Sociologist and historian E. Digby Baltzell in his classic work, The Protestant Establishment, also discussed the importance of Boas as well as of John B. Watson, founder of behaviorist psychology, and his brother-in-law, New Deal Interior Secretary Harold C. Ickes, who was so solicitous of blacks that he was sometimes called the “Secretary for Negro Affairs.” “It is important to see,” Baltzell wrote (p. 271), “that the New Deal’s efforts to change the economic and cultural environment, largely through legislating greater equality of conditions between classes of men, were a reflection of the whole intellectual climate of opinion at the time. In almost every area of intellectual endeavor — in the theories of crime, in law, in religion, and in the arts — there was general agreement as to the sickness of the bourgeois society and the need for environmental reform.”
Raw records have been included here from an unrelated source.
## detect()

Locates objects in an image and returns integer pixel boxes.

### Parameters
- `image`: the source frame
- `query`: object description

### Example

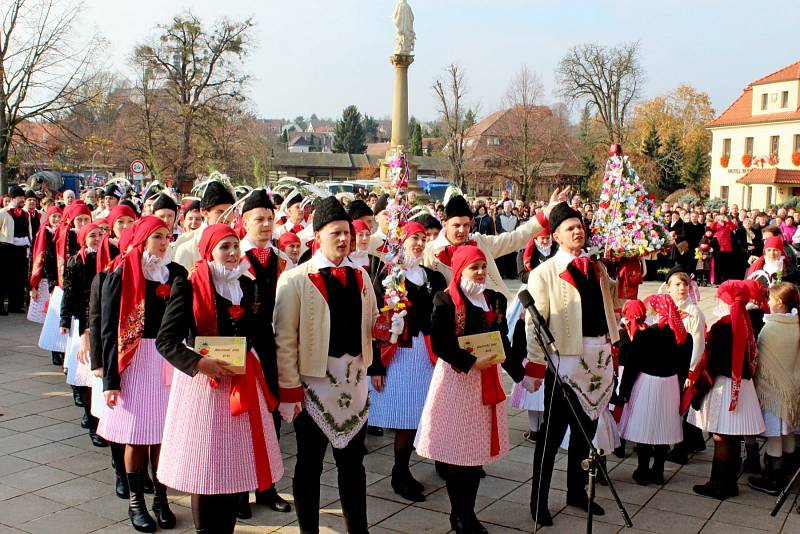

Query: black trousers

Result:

Prof. Farron describes the reforms of the Progressive and New Deal eras as consisting of “direct election of senators, referendum and recall at the state and municipal level” and “social security [and] the National Labor Relations Act.” These were certainly reforms of those eras, but much of their theoretical rationalization as well as that of the many other measures supported by reformers in these periods was grounded in the environmentalism advanced not only by Boas and Watson, but also by even earlier environmentalists such as Charles H. Cooley, Lester Frank Ward, John Dewey, and Oliver Wendell Holmes, Jr. As Baltzell also writes (p. 162), “All were opposed to racism, Social Darwinism, imperialism, and all forms of hereditary determinism; and all assumed the malleability of human nature which was capable of responding to improved social conditions,” and (quoting Dewey), “there must be a change in objective arrangements and institutions; we must work on the environment, not merely in the hearts of men.”
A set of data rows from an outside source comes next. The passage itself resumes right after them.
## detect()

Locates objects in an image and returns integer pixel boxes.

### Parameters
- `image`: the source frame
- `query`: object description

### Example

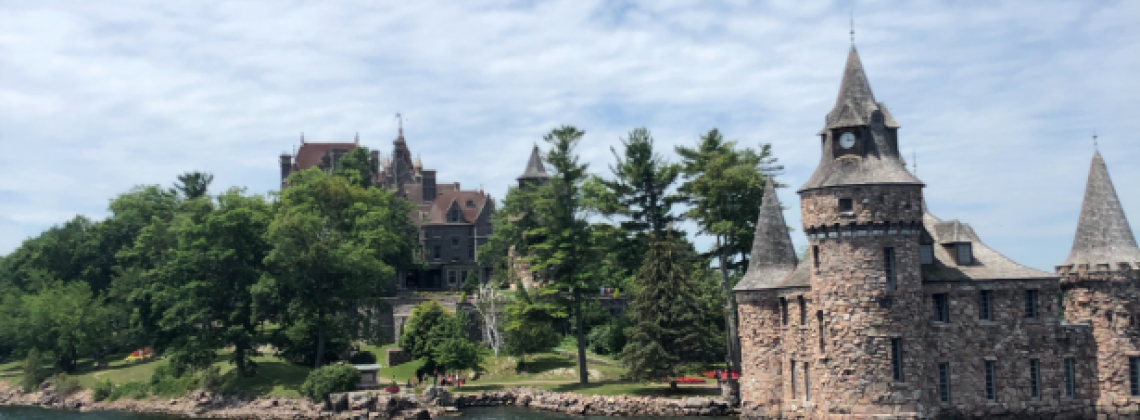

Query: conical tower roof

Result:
[1065,152,1140,269]
[734,177,796,291]
[519,145,549,179]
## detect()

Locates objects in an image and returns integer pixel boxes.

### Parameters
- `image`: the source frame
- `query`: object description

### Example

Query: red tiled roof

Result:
[428,191,487,224]
[292,143,357,171]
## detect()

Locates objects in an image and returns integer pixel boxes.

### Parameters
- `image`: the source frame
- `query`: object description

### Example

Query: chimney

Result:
[282,153,293,184]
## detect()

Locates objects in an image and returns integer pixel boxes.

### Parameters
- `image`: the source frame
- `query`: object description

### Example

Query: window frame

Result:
[978,290,994,321]
[930,293,950,324]
[1025,289,1041,320]
[938,362,951,404]
[890,337,906,382]
[1029,358,1041,399]
[1061,357,1076,398]
[882,247,898,292]
[983,361,998,403]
Samuel Francis, Arlington, Va.
Jun 23, 2009 6:37 pm |
You can also find a free online copy of The Protestant Establishment at Google Books.
Jun 23, 2009 6:54 pm |
I would suggest reading through some of The Protestant Establishment to see what the intellectual climate was like among late 19th and early 20th century social scientists. You might be surprised at how anti-hereditrian sentiment was more widespread among prominent social scientists than you would think it was during the golden age of eugenics.